While Elder Woodruff was not personally selected as an object of the enemies' attack, he was nevertheless deeply interested in the safety of his brethren, and watched over them with a brotherly love. He was ever ready, if necessary, to lay down his life for his brethren.

When President Young was on trial, Elder Woodruff was in the court taking notes of the proceedings, and listening with eager and anxious feelings. At that time President Young was prosecuted by Maxwell and Baskin, and defended by Major Hempstead and the eloquent Thomas Fitch, then the most noted attorney in the Territory.

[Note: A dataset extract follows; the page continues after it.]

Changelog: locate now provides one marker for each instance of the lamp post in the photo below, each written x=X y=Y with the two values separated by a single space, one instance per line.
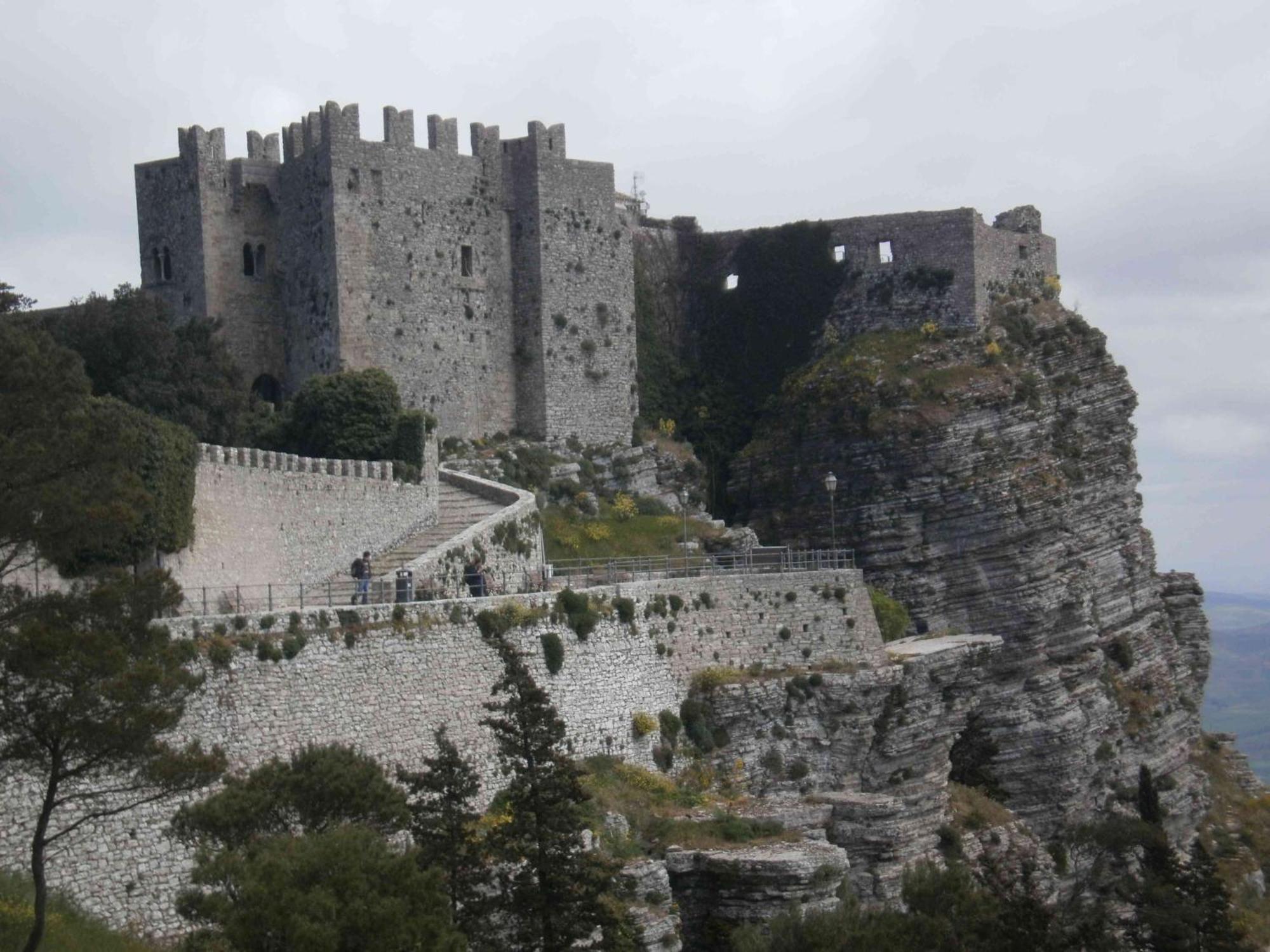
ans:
x=831 y=486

On the 28th of June, the year following, he reported his sermon in honor of Mary Philipps of Kaysville, who died in her ninety-eighth year. She had been baptized by Elder Woodruff in England in 1840. He always manifested a strong attachment for those who had been the fruit of the gospel in his early labors.

A little later a peculiar experience came to him in the death of a Sister Allen, who was sorely afflicted at the home of one of Abram O. Smoot's wives. She had suffered severely for two years and very much desired that she might be released from her sufferings in this life. She therefore called upon Elder Woodruff to bless her to that end. He prayerfully asked the Lord to let her go, and being impressed that it was proper that she should go, he dedicated her to the Lord, and in one hour she passed peacefully to the great beyond.

About this time, Apostle Woodruff entered on some new and rather extraordinary experiences in an effort he made to assist in the colonization and development of Rich County, Utah. He therefore made a home at Randolph for his wife, Sarah. His son, Wilford, had been released from the Muddy Mission, and returned to Randolph to assist his father, and to establish a home for himself there.

His new activities in the early settlement of Randolph brought him into somewhat close relation with the people who were, at this time, busily occupied in the settlement of Bear Lake.

While on a visit to Soda Springs, where he met President Young and party, there died a Mrs. Rose, a wife of Major Rose, both of whom he had baptized thirty years before in England. The Rose family were then and have since been somewhat prominent in the affairs of that part of the country.

Besides visiting people for their spiritual edification, he also occupied a part of his time in hauling wood from the near-by canyons to his family in Randolph.

On one occasion he recorded his experience as follows:

"David and myself went to the canyon to get wood, and as it was all the way down hill, we put on about two and one-half cords of dry quaking asp. While going down a very steep hill, the ring of the neck-yoke broke and the wagon pushed on at great speed. One of the mules fell just as the wagon was about to stop. The front wheel run over it and pinioned it fast to the ground, with the sway bar across its back, while the tongue of the wagon ran into the ground nearly six feet. The mule had to lie there until we unloaded the wood, uncoupled the wagon, dug the tongue out of the ground with an axe, and tipped the wheels over to release it. We thought it would be almost if not quite dead, but to our surprise, the mule rose up, shook itself and began to eat.